In previous versions of CUDA, atomicAdd was not implemented for doubles, so this is usually implemented as here . With the new CUDA 8 RC, I run into problems when I try to compile my code that includes such a function. I suppose this is due to the fact that Pascal and Compute Capability 6.0 have added their own dual version of atomicAdd, but for some reason this is incorrectly ignored for previous computing capabilities.
The code below is used to compile and work with previous versions of CUDA, but now I get this compilation error:
test.cu(3): error: function "atomicAdd(double *, double)" has already been defined
But if I remove my implementation, I get this error:
test.cu(33): error: no instance of overloaded function "atomicAdd" matches the argument list argument types are: (double *, double)

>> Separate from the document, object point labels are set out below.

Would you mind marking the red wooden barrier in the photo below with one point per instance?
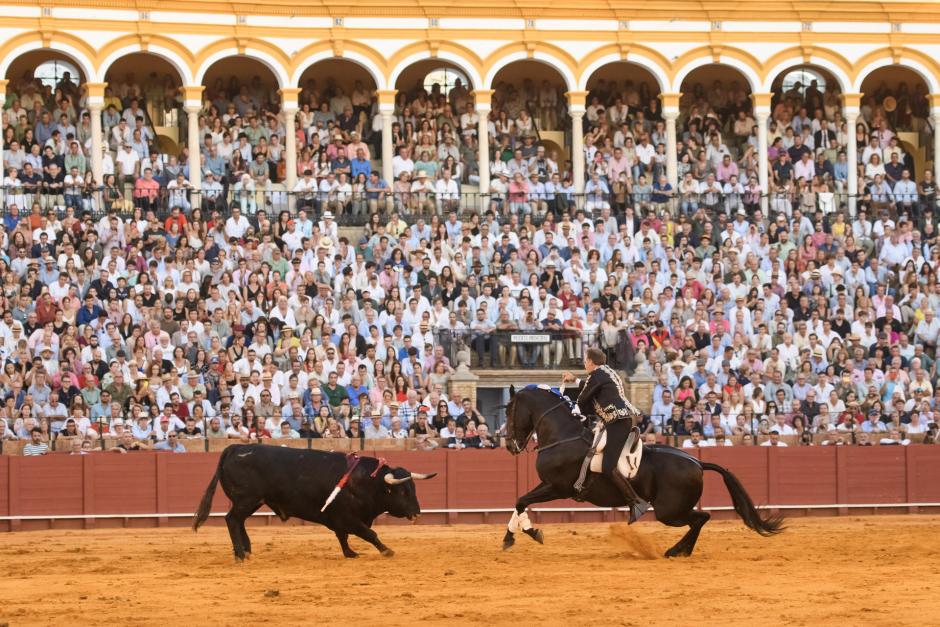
(151, 489)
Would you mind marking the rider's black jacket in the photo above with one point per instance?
(602, 395)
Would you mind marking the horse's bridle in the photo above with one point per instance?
(535, 425)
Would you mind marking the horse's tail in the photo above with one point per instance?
(744, 506)
(205, 505)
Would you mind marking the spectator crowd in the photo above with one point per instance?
(136, 309)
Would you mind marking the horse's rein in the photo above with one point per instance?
(535, 425)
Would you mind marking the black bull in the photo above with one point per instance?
(294, 482)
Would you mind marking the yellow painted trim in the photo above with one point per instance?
(241, 44)
(670, 99)
(433, 47)
(530, 48)
(715, 52)
(483, 96)
(337, 45)
(576, 98)
(289, 95)
(387, 96)
(192, 92)
(623, 49)
(95, 90)
(761, 99)
(897, 54)
(144, 41)
(852, 100)
(45, 38)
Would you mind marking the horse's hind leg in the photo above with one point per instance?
(520, 519)
(695, 519)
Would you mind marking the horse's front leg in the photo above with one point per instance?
(542, 493)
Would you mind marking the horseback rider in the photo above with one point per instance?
(601, 394)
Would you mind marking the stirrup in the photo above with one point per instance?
(638, 508)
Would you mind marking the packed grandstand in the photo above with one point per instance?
(139, 310)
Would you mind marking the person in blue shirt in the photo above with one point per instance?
(89, 311)
(171, 443)
(355, 389)
(360, 165)
(378, 193)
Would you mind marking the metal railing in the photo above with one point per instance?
(356, 208)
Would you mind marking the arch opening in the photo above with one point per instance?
(338, 106)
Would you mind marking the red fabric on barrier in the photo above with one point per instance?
(152, 483)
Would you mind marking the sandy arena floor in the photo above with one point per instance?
(836, 571)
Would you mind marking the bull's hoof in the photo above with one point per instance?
(536, 534)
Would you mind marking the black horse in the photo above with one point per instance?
(668, 478)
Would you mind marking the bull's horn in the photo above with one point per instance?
(391, 480)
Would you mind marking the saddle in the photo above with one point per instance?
(630, 456)
(627, 465)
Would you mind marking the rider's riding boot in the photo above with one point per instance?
(637, 505)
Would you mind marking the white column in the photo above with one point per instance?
(193, 143)
(3, 100)
(935, 117)
(97, 143)
(577, 147)
(483, 147)
(290, 147)
(851, 156)
(388, 151)
(672, 158)
(763, 166)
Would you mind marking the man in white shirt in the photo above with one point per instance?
(774, 440)
(447, 192)
(128, 162)
(237, 224)
(402, 163)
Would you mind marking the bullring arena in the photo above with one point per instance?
(441, 574)
(254, 233)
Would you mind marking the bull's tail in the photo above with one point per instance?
(205, 505)
(744, 506)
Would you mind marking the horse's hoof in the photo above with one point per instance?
(536, 534)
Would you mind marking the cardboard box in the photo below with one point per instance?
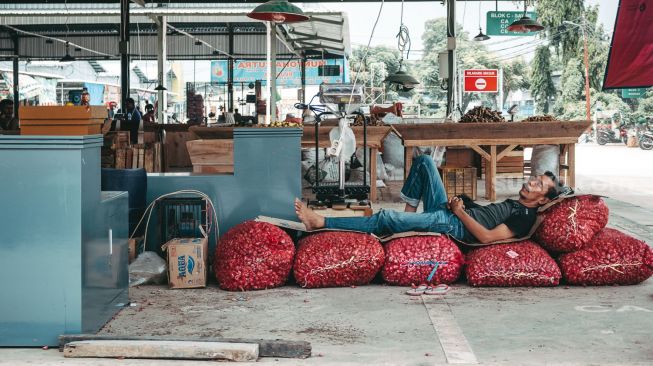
(187, 262)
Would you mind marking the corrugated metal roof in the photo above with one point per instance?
(95, 26)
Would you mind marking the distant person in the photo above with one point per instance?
(149, 118)
(7, 120)
(112, 109)
(131, 121)
(85, 98)
(237, 117)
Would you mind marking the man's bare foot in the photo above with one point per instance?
(410, 208)
(308, 217)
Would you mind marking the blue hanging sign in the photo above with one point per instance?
(250, 71)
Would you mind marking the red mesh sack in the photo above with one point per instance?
(411, 260)
(514, 264)
(337, 259)
(572, 223)
(611, 258)
(253, 256)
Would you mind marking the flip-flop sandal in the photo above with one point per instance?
(417, 290)
(436, 290)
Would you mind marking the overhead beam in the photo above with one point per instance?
(316, 38)
(231, 1)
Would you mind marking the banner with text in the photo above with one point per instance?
(250, 71)
(481, 81)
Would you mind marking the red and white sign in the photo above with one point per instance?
(481, 81)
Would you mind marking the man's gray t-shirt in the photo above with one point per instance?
(516, 216)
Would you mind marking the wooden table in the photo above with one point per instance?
(492, 136)
(375, 136)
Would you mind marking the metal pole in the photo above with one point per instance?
(587, 74)
(230, 70)
(451, 51)
(500, 103)
(16, 78)
(124, 53)
(303, 73)
(162, 96)
(273, 71)
(268, 41)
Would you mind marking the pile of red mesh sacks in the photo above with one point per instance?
(610, 258)
(572, 223)
(514, 264)
(411, 260)
(253, 256)
(336, 259)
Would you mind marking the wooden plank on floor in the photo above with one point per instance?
(453, 341)
(267, 348)
(184, 350)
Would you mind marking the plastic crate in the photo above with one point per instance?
(459, 181)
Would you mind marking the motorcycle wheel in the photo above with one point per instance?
(646, 143)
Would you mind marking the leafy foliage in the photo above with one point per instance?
(542, 87)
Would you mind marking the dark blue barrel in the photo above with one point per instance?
(133, 181)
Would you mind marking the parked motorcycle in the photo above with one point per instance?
(606, 135)
(646, 140)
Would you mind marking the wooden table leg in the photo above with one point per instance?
(408, 160)
(373, 154)
(571, 163)
(490, 175)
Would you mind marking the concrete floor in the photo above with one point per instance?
(380, 325)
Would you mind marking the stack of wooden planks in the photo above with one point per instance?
(146, 156)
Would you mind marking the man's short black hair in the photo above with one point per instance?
(556, 189)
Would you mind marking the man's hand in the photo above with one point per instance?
(456, 205)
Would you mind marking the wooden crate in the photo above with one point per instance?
(459, 181)
(176, 151)
(459, 157)
(511, 166)
(147, 156)
(212, 156)
(62, 120)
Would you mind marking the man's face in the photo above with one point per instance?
(535, 189)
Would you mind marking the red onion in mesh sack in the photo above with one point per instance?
(514, 264)
(611, 258)
(253, 256)
(572, 223)
(337, 259)
(411, 260)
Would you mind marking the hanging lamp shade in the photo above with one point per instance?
(481, 36)
(278, 11)
(525, 25)
(67, 58)
(402, 78)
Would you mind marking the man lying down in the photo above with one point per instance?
(474, 224)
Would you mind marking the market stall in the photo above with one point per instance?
(494, 136)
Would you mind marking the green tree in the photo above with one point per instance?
(573, 82)
(516, 76)
(542, 88)
(380, 62)
(552, 14)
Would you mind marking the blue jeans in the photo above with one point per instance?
(423, 183)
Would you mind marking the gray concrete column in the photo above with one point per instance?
(161, 60)
(273, 73)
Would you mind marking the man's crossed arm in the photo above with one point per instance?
(480, 232)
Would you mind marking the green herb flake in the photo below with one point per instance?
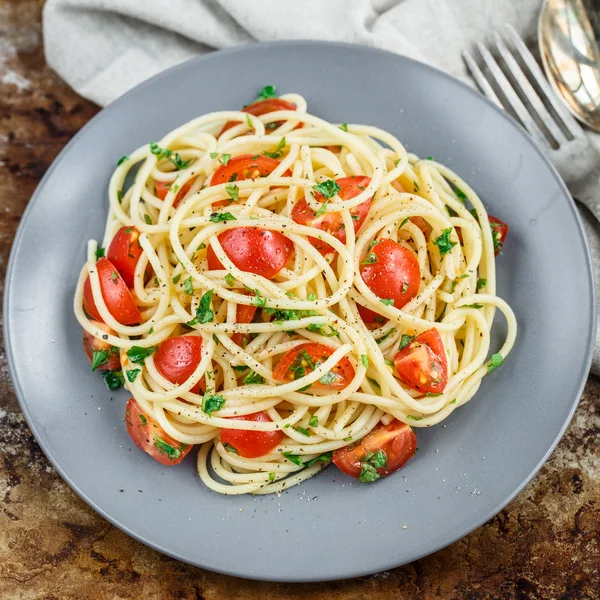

I should add that I only see this if I am compiling with -arch=sm_35 or similar. If I compile with -arch=sm_60 , I get the expected behavior, that is, only the first error and successful compilation in the second case.
Edit: Also, this is typical of atomicAdd - if I change the name, it works well.
It really looks like a compiler error. Can anyone else confirm that this is so?
Code example:
__device__ double atomicAdd(double* address, double val) { unsigned long long int* address_as_ull = (unsigned long long int*)address; unsigned long long int old = *address_as_ull, assumed; do { assumed = old; old = atomicCAS(address_as_ull, assumed, __double_as_longlong(val + __longlong_as_double(assumed))); } while (assumed != old); return __longlong_as_double(old); } __global__ void kernel(double *a) { double b=1.3; atomicAdd(a,b); } int main(int argc, char **argv) { double *a; cudaMalloc(&a,sizeof(double)); kernel<<<1,1>>>(a); cudaFree(a); return 0; }
Edit: I received a response from Nvidia that recognized this problem, and here is what the developers say about it:
The sm_60 architecture, which is recently supported in CUDA 8.0, has native fp64 atomicAdd. Due to the limitations of our toolchain and the CUDA language, a declaration of this function should be present even when the code is not specially compiled for sm_60. This causes a problem in your code as you also define fp64 atomicAdd.
CUDA built-in functions, such as atomicAdd, are implementation-defined and can be changed between CUDA releases. Users should not define functions with the same names as any CUDA built-in functions. We will suggest that you rename your atomicAdd function to one that is not like any built-in CUDA functions.